TedDallas's comments

TedDallas | 26 days ago | on: First Website (1992)

Ugh, memories. I'm so old my first web browser was Mosaic and I think I saw this. I used a provider called Texas MetroNet that served up dial-up PPP connections for $45 a month on a speedy 28.8K baud modem. Days of wonder, I tell ya.

New days of wonder seem to be ahead, though. That said, there's about 100X more angst involved these days.

TedDallas | 1 month ago | on: Claude Code daily benchmarks for degradation tracking

Per Anthropic’s RCA linked in Ops post for September 2025 issues:

“… To state it plainly: We never reduce model quality due to demand, time of day, or server load. …”

So according to Anthropic they are not tweaking quality setting due to demand.

TedDallas | 5 months ago | on: The security paradox of local LLMs

It is like SQL injection. Probably worse. If you are using unsupervised data for context that ultimately generates executable code you will have this security problem. Duh.

TedDallas | 8 months ago | on: A New Kind of Computer (April 2025)

It was kind or that way in early days of high end personal computing. I remember seeing an ad in the early 90s for a 486 laptop that was $6,000. Historically prices have always gone down. You just have to wait. SoTA is always going to go for a premium.

TedDallas | 9 months ago | on: Human coders are still better than LLMs

Yeah, the problem is if you don't understand the problem space then you are going to lean heavy on the LLM. And that can lead you astray. Which is why you still need people who are experts to validate solutions and provide feedback like Op.

My most productive experiences with LLMs is to have my design well thought out first, ask it to help me implement, and then help me debug my shitty design. :-)

TedDallas | 1 year ago | on: Don't DRY Your Code Prematurely

DRY is more about support and maintenance than anything else.

I see a lot of attacks on DRY these days, and it boggles my mind. Maybe it is being conflated with over-engineering/paramterization/architecting. I don't know.

But I do know that having to fix the same bug twice in the same code base is not a good look.
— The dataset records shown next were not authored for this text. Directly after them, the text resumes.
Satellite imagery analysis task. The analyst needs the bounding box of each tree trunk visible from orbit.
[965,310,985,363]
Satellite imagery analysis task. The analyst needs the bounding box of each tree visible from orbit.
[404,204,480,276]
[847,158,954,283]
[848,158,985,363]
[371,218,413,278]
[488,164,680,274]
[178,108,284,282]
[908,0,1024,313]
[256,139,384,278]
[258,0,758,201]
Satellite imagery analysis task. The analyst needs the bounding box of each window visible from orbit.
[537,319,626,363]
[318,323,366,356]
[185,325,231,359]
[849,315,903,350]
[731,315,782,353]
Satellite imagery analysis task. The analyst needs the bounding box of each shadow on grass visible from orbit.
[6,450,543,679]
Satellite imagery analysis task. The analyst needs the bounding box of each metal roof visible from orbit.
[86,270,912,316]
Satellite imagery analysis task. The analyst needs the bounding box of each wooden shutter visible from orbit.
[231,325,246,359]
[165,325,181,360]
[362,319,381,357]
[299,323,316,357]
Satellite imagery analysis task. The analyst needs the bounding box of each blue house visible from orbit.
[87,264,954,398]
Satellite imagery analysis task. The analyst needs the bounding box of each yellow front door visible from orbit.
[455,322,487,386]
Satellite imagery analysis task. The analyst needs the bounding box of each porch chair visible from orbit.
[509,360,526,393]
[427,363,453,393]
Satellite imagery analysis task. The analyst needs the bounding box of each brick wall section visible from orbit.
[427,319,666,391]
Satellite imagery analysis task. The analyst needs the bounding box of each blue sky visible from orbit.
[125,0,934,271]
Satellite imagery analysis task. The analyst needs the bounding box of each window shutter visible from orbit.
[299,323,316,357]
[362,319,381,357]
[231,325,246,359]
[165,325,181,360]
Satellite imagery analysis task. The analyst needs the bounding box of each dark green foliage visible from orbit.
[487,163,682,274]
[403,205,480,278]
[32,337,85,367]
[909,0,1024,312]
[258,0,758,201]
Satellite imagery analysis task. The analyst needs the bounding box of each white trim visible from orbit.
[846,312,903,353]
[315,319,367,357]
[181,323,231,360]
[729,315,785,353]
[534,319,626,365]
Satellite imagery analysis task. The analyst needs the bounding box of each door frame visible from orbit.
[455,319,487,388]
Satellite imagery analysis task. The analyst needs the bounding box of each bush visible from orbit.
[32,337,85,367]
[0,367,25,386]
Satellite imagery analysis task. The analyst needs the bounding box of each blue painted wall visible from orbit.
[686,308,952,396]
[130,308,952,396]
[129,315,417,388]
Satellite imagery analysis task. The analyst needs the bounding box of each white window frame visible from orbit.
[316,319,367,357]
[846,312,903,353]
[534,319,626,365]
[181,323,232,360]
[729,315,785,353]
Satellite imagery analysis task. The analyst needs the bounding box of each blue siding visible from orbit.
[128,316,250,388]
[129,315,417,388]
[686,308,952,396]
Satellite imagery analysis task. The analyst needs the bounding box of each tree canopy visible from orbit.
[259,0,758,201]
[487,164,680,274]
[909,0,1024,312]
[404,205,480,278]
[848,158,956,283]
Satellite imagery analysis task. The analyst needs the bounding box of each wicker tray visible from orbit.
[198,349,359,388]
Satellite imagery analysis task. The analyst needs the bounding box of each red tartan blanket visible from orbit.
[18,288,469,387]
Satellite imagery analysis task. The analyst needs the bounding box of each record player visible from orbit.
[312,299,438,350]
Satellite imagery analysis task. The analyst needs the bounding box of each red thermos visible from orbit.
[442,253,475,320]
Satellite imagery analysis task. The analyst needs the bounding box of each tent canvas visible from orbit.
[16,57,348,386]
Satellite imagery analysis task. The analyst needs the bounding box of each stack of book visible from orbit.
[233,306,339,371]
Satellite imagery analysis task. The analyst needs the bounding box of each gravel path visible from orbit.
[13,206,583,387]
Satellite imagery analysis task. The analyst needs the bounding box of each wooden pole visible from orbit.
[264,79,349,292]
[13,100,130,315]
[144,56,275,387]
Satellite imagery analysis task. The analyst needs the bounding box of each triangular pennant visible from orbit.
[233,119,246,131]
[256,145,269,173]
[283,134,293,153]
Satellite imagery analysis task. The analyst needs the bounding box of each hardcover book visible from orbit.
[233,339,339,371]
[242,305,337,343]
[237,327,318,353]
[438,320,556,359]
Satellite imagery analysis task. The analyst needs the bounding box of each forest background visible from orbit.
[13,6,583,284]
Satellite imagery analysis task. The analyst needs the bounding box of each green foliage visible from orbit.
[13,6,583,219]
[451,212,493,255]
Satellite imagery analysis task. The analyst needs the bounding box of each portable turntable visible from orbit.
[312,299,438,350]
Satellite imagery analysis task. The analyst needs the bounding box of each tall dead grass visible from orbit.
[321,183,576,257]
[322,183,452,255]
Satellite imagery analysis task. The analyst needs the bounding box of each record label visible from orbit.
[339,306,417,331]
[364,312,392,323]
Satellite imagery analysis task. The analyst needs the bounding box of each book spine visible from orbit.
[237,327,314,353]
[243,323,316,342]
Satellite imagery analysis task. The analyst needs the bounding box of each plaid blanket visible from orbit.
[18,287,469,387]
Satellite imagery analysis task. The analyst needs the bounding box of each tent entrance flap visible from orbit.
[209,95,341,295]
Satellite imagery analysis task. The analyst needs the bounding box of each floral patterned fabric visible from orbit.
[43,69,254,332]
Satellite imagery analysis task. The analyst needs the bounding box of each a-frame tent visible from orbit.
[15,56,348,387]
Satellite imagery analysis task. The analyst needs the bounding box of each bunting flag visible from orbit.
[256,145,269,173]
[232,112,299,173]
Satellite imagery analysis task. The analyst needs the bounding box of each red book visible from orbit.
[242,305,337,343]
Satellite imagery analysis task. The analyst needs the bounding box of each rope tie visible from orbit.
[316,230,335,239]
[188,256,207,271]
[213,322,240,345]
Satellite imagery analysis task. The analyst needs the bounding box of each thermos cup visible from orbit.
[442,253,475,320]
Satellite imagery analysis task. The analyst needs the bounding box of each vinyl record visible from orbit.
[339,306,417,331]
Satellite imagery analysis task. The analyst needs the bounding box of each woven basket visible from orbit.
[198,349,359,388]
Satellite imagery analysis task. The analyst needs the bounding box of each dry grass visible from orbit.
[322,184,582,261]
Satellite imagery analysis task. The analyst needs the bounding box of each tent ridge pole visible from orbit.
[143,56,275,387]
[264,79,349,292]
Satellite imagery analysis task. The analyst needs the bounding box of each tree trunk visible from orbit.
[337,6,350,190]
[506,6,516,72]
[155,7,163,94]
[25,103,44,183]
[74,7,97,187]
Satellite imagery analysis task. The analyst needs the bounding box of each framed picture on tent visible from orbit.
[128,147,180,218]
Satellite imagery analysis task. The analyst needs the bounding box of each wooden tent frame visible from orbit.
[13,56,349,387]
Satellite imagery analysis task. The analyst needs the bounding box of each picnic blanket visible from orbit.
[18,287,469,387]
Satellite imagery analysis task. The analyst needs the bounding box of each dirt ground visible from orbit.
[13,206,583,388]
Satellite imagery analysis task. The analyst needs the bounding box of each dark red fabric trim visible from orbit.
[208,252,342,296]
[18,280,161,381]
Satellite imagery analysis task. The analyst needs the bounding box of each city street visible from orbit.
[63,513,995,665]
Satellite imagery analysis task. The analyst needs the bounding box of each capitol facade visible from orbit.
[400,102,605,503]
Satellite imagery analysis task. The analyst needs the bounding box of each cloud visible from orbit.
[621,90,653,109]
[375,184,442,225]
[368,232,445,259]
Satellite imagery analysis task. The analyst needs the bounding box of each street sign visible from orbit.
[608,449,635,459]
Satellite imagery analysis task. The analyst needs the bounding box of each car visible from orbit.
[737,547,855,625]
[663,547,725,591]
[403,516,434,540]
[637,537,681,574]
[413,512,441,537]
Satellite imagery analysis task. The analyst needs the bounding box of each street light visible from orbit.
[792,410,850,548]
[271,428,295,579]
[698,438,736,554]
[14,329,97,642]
TedDallas | 2 years ago | on: C Compiler Assembler and Runtime for C64

I experimented with cc65 and wrote a simple game that ran on my actual C64 hardware. It was a lot of direct memory access, unrolling loops, and avoiding stack usage. A fun time overall, and it ultimately ran smoothly, but I see do why people who attempt anything serious on a C64 tend to focus on using ASM.
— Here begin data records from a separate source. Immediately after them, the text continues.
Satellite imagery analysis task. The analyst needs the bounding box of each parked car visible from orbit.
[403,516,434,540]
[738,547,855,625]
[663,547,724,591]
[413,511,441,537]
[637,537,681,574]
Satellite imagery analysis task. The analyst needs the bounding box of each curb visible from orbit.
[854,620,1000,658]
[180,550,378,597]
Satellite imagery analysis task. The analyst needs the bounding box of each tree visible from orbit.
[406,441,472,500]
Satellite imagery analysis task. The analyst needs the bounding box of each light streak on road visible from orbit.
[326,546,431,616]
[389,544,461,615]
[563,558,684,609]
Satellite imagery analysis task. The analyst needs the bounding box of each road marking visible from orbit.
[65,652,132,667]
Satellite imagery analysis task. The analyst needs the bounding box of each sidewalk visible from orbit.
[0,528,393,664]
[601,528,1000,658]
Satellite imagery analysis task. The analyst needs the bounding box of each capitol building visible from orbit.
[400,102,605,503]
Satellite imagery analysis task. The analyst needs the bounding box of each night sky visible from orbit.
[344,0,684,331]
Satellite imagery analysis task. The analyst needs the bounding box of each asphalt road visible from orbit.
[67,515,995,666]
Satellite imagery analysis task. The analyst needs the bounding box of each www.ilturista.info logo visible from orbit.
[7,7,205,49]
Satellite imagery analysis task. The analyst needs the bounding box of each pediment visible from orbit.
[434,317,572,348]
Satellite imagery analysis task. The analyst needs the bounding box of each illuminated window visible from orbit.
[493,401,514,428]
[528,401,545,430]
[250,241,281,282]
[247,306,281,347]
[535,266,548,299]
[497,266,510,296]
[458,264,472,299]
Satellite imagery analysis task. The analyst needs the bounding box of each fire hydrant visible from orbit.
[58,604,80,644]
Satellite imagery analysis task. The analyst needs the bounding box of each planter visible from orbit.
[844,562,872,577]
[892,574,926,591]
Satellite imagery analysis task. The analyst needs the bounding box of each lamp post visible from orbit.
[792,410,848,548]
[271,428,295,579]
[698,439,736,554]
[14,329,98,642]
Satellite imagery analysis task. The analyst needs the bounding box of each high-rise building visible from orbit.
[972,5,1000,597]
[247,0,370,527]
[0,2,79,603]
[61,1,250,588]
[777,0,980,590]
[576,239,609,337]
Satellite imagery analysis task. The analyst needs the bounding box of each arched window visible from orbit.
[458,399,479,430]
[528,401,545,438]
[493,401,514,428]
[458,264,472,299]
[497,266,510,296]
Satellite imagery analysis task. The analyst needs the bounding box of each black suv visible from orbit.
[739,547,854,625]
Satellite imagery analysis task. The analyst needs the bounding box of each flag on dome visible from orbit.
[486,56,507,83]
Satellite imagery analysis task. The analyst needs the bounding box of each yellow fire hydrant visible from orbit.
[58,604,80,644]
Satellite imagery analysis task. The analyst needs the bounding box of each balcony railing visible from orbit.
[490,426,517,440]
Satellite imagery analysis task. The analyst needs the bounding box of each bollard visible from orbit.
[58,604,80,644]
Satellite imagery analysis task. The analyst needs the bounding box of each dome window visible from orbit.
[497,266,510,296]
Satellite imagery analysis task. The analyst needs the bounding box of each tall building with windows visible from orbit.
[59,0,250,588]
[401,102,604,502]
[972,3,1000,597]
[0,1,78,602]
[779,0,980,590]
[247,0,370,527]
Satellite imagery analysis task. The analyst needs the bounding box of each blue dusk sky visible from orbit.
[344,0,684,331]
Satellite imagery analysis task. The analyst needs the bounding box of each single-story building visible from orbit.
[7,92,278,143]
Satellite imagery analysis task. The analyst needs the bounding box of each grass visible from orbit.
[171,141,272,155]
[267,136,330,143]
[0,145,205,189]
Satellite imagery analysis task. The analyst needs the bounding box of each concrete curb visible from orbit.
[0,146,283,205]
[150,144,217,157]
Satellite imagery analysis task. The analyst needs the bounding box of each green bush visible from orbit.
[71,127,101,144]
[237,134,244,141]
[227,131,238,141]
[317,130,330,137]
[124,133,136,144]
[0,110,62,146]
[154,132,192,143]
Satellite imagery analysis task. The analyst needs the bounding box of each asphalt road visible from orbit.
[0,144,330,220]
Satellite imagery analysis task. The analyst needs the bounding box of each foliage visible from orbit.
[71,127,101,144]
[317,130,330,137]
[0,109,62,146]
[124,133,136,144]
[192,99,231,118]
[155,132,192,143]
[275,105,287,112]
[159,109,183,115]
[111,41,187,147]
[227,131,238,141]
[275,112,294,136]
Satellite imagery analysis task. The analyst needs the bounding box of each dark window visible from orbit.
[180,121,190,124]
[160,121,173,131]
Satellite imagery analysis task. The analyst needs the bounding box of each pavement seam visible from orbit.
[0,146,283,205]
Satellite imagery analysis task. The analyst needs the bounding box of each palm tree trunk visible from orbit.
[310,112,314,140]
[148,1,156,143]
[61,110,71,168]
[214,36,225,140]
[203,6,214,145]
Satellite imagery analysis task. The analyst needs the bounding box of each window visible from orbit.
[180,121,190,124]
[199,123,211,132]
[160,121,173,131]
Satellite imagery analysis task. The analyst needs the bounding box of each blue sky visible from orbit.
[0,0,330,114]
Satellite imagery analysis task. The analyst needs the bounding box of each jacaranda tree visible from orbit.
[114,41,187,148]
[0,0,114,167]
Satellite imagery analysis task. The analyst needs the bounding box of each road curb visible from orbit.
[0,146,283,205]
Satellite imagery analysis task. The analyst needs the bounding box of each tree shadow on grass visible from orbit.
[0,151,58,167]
TedDallas | 2 years ago | on: Low-Code Programming Models

Low code has been a thing in ETL data integration space for a long time. Anecdotally the most consternation I have experienced lately has been supporting buggy low code implementations which seem to becoming worse and not better over the last 20 years or so.
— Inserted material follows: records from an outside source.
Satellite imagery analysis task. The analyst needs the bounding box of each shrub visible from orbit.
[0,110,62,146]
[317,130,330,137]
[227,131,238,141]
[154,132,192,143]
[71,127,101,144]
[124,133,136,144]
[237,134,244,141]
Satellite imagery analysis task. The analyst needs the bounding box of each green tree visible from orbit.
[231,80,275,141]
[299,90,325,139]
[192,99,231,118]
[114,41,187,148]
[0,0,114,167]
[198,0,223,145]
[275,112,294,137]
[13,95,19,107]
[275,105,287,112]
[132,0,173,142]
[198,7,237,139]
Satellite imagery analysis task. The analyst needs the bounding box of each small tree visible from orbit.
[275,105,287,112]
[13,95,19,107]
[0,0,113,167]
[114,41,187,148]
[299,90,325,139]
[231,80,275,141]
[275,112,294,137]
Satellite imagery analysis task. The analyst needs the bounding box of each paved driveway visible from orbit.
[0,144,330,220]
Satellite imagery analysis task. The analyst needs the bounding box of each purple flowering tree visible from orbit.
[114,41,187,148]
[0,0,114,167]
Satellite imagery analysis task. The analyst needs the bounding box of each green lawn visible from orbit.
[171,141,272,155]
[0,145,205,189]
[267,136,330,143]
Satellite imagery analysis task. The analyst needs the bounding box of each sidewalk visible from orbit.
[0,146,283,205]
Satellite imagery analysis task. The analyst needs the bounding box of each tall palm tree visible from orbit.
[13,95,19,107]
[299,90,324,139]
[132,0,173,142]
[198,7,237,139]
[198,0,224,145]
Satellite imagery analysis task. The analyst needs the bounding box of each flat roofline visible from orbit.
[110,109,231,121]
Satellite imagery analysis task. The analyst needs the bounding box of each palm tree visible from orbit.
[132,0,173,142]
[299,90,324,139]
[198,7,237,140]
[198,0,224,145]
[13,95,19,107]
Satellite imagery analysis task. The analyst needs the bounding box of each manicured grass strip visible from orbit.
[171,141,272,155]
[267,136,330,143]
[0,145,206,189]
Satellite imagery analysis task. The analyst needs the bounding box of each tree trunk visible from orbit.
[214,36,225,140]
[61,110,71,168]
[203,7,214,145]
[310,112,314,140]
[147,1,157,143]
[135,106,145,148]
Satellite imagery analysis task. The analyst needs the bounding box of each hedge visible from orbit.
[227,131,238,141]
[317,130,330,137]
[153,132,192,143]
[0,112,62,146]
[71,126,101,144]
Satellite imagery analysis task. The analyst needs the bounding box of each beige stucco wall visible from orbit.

TedDallas | 2 years ago | on: ERNIE, China's ChatGPT, cracks under pressure

Ernie stating Nixon as its favorite president is not really surprising. This is a common opinion among those in mainland PRC. Nixon and Kissinger are perceived as good guys that helped open up China to the West. When I have asked people in the PRC about Watergate, the common response is that the Watergate break-in was an internal issue for the US to deal with.